= Giorgi Kandelaki (politician) =

Georgian politician, former MP, member of PACE, historian, activist

Giorgi Kandelaki (გიორგი კანდელაკი, born 5 August 1982) is a Georgian historian, civil society activist, and former politician. He served as a Member of the Parliament of Georgia from 2008 to 2020 and is currently project manager at the Soviet Past Research Laboratory (SovLab), a think tank focused on the study of Soviet totalitarian history and its instrumentalization by various actors.

== Political and activism career ==
While studying at Tbilisi State University, Kandelaki campaigned publicly against bribery in higher education and advocating for the introduction of national university entrance exams. He later co-founded the youth movement Kmara ("Enough"), which focused on anti-corruption and played a key role in Georgia's 2003 Rose Revolution. In 2005, he was briefly arrested in Belarus, in an incident that drew international attention, including by Amnesty International.

In 2008, Kandelaki was elected to the Parliament of Georgia, where he worked on foreign affairs and European integration. He served as Deputy Chairman of the Foreign Affairs Committee and later as Deputy Chair of the European Integration Committee. He was a member of the Georgian delegation to the Parliamentary Assembly of the Council of Europe (2008–2020) and the NATO Parliamentary Assembly, leading the Georgian delegation between 2008 and 2012. He also participated in the OSCE Parliamentary Assembly and was a member of the 2019 Parliamentary Working Group on Disinformation and Propaganda.

During his time in Parliament, Kandelaki advocated for greater recognition of Georgia's democratic and European traditions and for critical engagement with the Soviet past.
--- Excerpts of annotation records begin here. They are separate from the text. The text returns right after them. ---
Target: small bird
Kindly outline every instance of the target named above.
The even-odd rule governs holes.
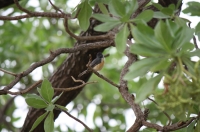
[[[104,66],[104,56],[101,52],[97,53],[96,58],[89,64],[95,71],[100,71]],[[83,76],[89,72],[89,68],[78,75],[78,77]]]

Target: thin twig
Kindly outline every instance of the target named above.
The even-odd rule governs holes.
[[[91,83],[97,83],[96,81],[93,82],[87,82],[85,83],[83,80],[76,80],[73,76],[71,76],[74,82],[81,82],[82,84],[79,86],[75,86],[75,87],[69,87],[69,88],[54,88],[55,91],[63,91],[63,92],[67,92],[67,91],[72,91],[72,90],[76,90],[79,88],[82,88],[83,86],[87,85],[87,84],[91,84]]]
[[[105,80],[106,82],[110,83],[111,85],[120,88],[119,85],[115,84],[114,82],[112,82],[110,79],[104,77],[102,74],[98,73],[97,71],[95,71],[94,69],[92,69],[92,67],[88,67],[89,70],[91,70],[95,75],[97,75],[98,77],[100,77],[101,79]]]
[[[188,26],[191,28],[191,22],[188,22]],[[198,45],[197,45],[197,40],[196,40],[196,37],[193,35],[193,42],[194,42],[194,46],[196,49],[199,49]]]
[[[26,71],[17,74],[17,77],[15,80],[13,80],[10,84],[4,87],[4,91],[8,91],[11,89],[16,83],[20,81],[21,78],[27,76],[29,73],[31,73],[33,70],[35,70],[37,67],[43,66],[51,61],[53,61],[58,55],[63,54],[63,53],[74,53],[77,51],[82,51],[82,50],[89,50],[89,49],[95,49],[95,48],[102,48],[102,47],[109,47],[111,46],[113,41],[108,40],[108,41],[101,41],[101,42],[95,42],[95,43],[88,43],[88,44],[81,44],[73,48],[60,48],[55,51],[50,52],[50,56],[47,57],[46,59],[43,59],[39,62],[35,62],[32,64]]]
[[[157,103],[155,100],[153,100],[153,99],[151,99],[151,98],[149,98],[149,97],[148,97],[147,99],[151,100],[151,101],[154,102],[156,105],[158,105],[158,103]],[[168,120],[169,120],[167,126],[171,125],[172,120],[171,120],[170,116],[169,116],[165,111],[163,111],[163,113],[167,116],[167,118],[168,118]]]
[[[108,32],[107,34],[98,35],[98,36],[77,36],[73,34],[68,27],[68,19],[64,18],[64,27],[65,31],[73,38],[79,41],[86,41],[86,40],[113,40],[114,39],[114,33]]]
[[[7,91],[8,94],[11,94],[11,95],[21,95],[21,94],[25,94],[25,93],[28,93],[30,90],[36,88],[38,85],[40,85],[42,83],[43,80],[39,80],[37,81],[36,83],[34,83],[33,85],[31,85],[29,88],[26,88],[22,91],[19,91],[19,92],[11,92],[11,91]]]
[[[74,120],[76,120],[77,122],[81,123],[89,132],[93,132],[85,123],[83,123],[81,120],[79,120],[78,118],[74,117],[73,115],[71,115],[70,113],[68,113],[66,110],[60,109],[62,112],[64,112],[65,114],[67,114],[69,117],[73,118]]]
[[[7,73],[7,74],[10,74],[10,75],[15,76],[15,77],[17,76],[16,73],[13,73],[13,72],[10,72],[10,71],[6,71],[6,70],[1,69],[1,68],[0,68],[0,71],[2,71],[2,72],[4,72],[4,73]]]
[[[61,14],[63,14],[63,16],[66,16],[66,14],[61,11],[57,6],[55,6],[51,0],[49,0],[50,4],[53,6],[53,8],[60,12]],[[77,36],[74,33],[72,33],[68,27],[68,17],[64,17],[64,27],[65,27],[65,31],[73,38],[75,38],[76,40],[79,41],[85,41],[85,40],[105,40],[105,39],[114,39],[114,34],[112,33],[107,33],[104,35],[98,35],[98,36]]]

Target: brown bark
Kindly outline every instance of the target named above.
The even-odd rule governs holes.
[[[140,0],[138,0],[140,1]],[[168,6],[171,3],[177,4],[178,0],[159,0],[159,3],[163,6]],[[12,4],[13,0],[0,0],[0,8],[3,8],[9,4]],[[181,8],[181,6],[180,6]],[[141,9],[141,8],[139,8]],[[142,11],[142,10],[141,10]],[[141,12],[140,11],[140,12]],[[153,20],[151,22],[149,22],[149,25],[154,27],[157,21]],[[93,31],[93,27],[98,24],[97,21],[95,20],[91,20],[91,25],[88,29],[87,32],[83,33],[82,36],[94,36],[97,35],[99,33],[94,32]],[[77,42],[75,44],[76,45],[80,45],[80,42]],[[79,85],[78,83],[73,82],[73,80],[71,79],[71,76],[77,78],[77,76],[79,75],[79,73],[81,73],[83,70],[86,69],[86,64],[88,63],[89,60],[89,54],[91,54],[94,58],[95,54],[99,51],[103,51],[104,48],[101,49],[95,49],[95,50],[86,50],[86,51],[81,51],[81,52],[75,52],[75,53],[71,53],[67,56],[66,60],[61,64],[61,66],[57,69],[57,71],[52,75],[52,77],[50,78],[50,81],[52,83],[53,87],[73,87],[73,86],[77,86]],[[85,82],[88,81],[88,79],[90,78],[91,74],[87,74],[84,75],[81,79]],[[61,98],[56,102],[59,105],[67,105],[69,102],[71,102],[74,98],[76,98],[76,96],[81,92],[81,89],[77,89],[77,90],[73,90],[73,91],[69,91],[69,92],[65,92],[63,93],[63,95],[61,96]],[[59,92],[55,93],[56,95],[59,95]],[[28,132],[30,131],[33,123],[35,122],[35,120],[44,113],[44,110],[38,110],[38,109],[33,109],[31,108],[29,113],[27,114],[26,120],[24,122],[24,125],[22,127],[22,132]],[[55,118],[58,117],[58,115],[60,114],[60,111],[54,111],[55,114]],[[142,121],[141,120],[136,120],[136,122],[138,122],[137,126],[133,125],[132,128],[134,129],[130,129],[130,131],[135,131],[137,128],[137,130],[140,129]],[[44,131],[44,124],[41,123],[35,130],[35,132],[43,132]]]

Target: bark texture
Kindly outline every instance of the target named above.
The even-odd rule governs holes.
[[[138,1],[140,1],[140,0],[138,0]],[[162,6],[166,7],[172,3],[177,4],[178,0],[159,0],[159,3]],[[10,4],[13,4],[13,0],[0,0],[0,8],[4,8]],[[150,9],[155,10],[154,7],[150,7]],[[181,9],[181,6],[179,6],[179,9]],[[95,8],[94,11],[98,12],[98,9]],[[141,10],[141,12],[142,12],[142,10]],[[156,23],[157,23],[157,20],[153,19],[152,21],[149,22],[149,25],[151,27],[154,27]],[[91,20],[88,31],[82,33],[81,36],[95,36],[95,35],[100,34],[100,33],[93,31],[93,27],[97,24],[99,24],[99,22],[97,22],[95,20]],[[86,42],[84,42],[84,43],[86,43]],[[77,42],[75,44],[75,46],[80,45],[80,44],[81,44],[81,42]],[[104,48],[95,49],[95,50],[85,50],[85,51],[81,51],[81,52],[79,51],[76,53],[68,54],[66,60],[61,64],[61,66],[57,69],[57,71],[55,71],[55,73],[52,75],[52,77],[50,77],[52,86],[60,87],[60,88],[67,88],[67,87],[73,87],[73,86],[80,85],[79,83],[75,83],[71,79],[71,76],[77,78],[79,73],[81,73],[82,71],[84,71],[86,69],[86,64],[88,63],[88,60],[89,60],[89,56],[88,56],[89,54],[91,54],[92,57],[94,58],[97,52],[103,51],[103,50],[104,50]],[[87,82],[88,79],[90,78],[90,76],[91,76],[91,74],[86,74],[81,79],[83,81]],[[71,102],[73,99],[76,98],[76,96],[81,92],[81,90],[82,90],[82,88],[63,93],[61,98],[56,103],[59,105],[66,106],[69,102]],[[56,92],[55,96],[59,95],[59,94],[60,94],[59,92]],[[27,114],[26,120],[24,122],[24,125],[23,125],[21,131],[22,132],[30,131],[35,120],[44,112],[45,112],[44,110],[38,110],[38,109],[31,108]],[[58,115],[60,114],[60,111],[54,111],[54,114],[55,114],[54,118],[56,119],[58,117]],[[41,123],[34,130],[34,132],[43,132],[44,131],[43,123]],[[139,126],[139,127],[141,127],[141,126]],[[131,130],[131,131],[134,131],[134,130]]]

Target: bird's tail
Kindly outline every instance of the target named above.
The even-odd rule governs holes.
[[[81,72],[81,73],[78,75],[78,77],[81,77],[81,76],[83,76],[84,74],[87,74],[87,73],[88,73],[88,70],[85,70],[85,71]]]

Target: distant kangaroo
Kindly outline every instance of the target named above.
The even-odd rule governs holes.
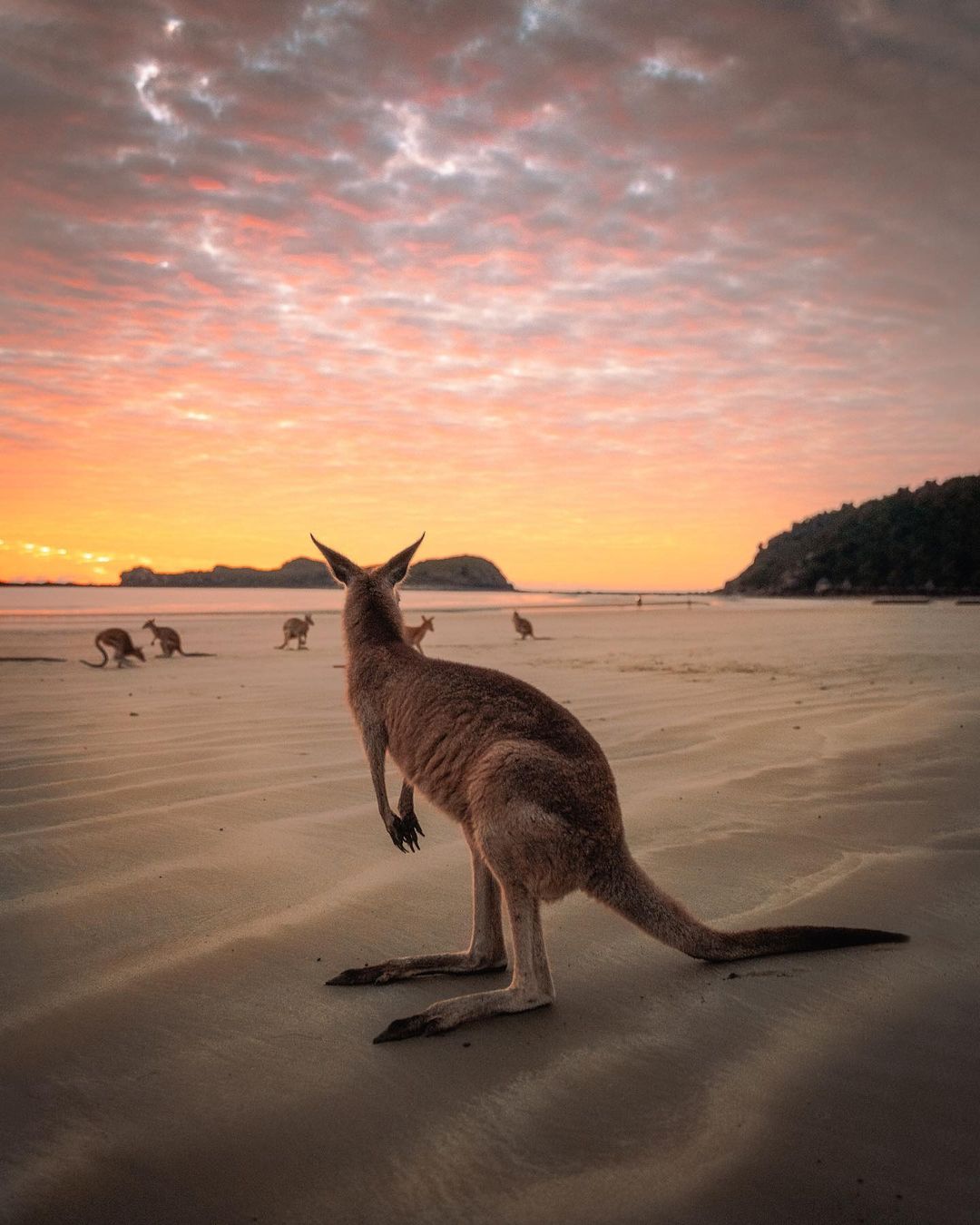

In 2010, he initiated legislation designating 25 February as the Day of Soviet Occupation and 23 August, the anniversary of the Molotov–Ribbentrop Pact, as the Day of Remembrance of Victims of Totalitarianism. In 2012, he supported plans to transform the Stalin Museum in Gori into a Museum of Stalinism, a project halted by the subsequent Georgian Dream government.

As an MP, Kandelaki worked on transport issues and initiated the development of Kutaisi Airport as a hub for low-cost carriers.

In 2018, he introduced a bill to fully open Soviet archives, which was rejected.

== Civil society and public engagement ==
After leaving Parliament in 2020, Kandelaki became project manager at SovLab. He has edited and published works on Soviet and post-Soviet memory politics, including Georgia vs Joseph Stalin, co-authored with Georgian writer Lasha Bugadze. He has also written on the legacy of the Soviet past and its implications for contemporary politics, drawing attention to the instrumentalization of the figure of Joseph Stalin in Georgia by various actors, calling for greater recognition of the importance in memory in efforts to counter disinformation.

In other publications after leaving parliament, he has urged a focused EU and US policy to address Georgia's ongoing geopolitical drift.

In 2024, Kandelaki appeared in the Netflix documentary series Turning Point: The Bomb and the Cold War, discussing the historical context of Soviet and Russian disinformation, the Russian invasion of Georgia in 2008 and the current war in Ukraine.